The Lightning in an Orange Peel
Margaret sat at her kitchen table, the familiar scent of citrus filling the small room. She'd been peeling oranges the same way for seventy years—starting from the top, working her thumbs under the thick skin, trying to keep it in one long spiral like her mother had taught her.
"Grandma, you're doing it wrong," said thirteen-year-old Leo, leaning over her shoulder with his iPhone held like a mirror. "There's a video that shows an easier way. You score it first with a knife, see?"
Margaret smiled, her arthritic fingers continuing their practiced motion. "Some things, Leo, aren't about efficiency. They're about the memory in your hands."

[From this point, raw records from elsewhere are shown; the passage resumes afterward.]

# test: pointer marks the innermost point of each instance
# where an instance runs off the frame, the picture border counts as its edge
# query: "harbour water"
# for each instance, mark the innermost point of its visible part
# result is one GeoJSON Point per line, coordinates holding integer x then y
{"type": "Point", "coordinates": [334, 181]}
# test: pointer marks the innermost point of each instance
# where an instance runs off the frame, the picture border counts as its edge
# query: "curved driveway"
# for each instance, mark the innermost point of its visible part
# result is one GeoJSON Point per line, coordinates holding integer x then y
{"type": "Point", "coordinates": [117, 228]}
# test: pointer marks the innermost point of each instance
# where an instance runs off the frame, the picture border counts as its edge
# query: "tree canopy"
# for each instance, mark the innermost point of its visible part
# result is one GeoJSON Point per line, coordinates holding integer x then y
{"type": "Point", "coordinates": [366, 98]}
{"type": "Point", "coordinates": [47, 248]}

Outside, thunder grumbled in the distance. A summer storm was brewing, the kind that used to send her brothers scrambling to help their father bring in the laundry from the line. Back before electric dryers, before weather apps, before you could predict rain with a swipe of your finger.
"My mother used to peel oranges for us during storms," Margaret said softly. "We'd sit on the porch watching lightning, and she'd say each flash was God taking a photograph."
Leo looked up from his phone, really listening. "Did you believe her?"
"I believed she wanted us to see beauty instead of danger. Wisdom is often just love wearing a different coat."
The first real crack of lightning shook the windows. Leo jumped, then sheepishly showed her his screen. "I'm recording it. Grandma—look, the lightning looks like tree roots in the sky."
She leaned in, startled by how his digital capture revealed what her aging eyes missed. The branching patterns, identical to the ones she'd traced in orange peels as a girl. The same patterns she now saw in the spiderweb of wrinkles on her own hands.
"You know," she said, "your iPhone and my orange peeling—they're both just different ways of paying attention. Neither is better. They're just different languages for saying 'I'm here.'"
Leo set down the phone and picked up the second orange. "Show me your way, Grandma. The long spiral way."
Outside, lightning flashed again, and Margaret wondered if her mother was right—maybe somewhere, someone was capturing this moment too. The three of them, grandmother and grandson and the ghost of another grandmother, connected across time by the simple act of noticing.
"Pass the knife," Leo said. "I want to learn."
And in the glow of the storm, under the warm kitchen light, she taught him. Some wisdom, like orange peels and lightning, could only be learned heart to heart.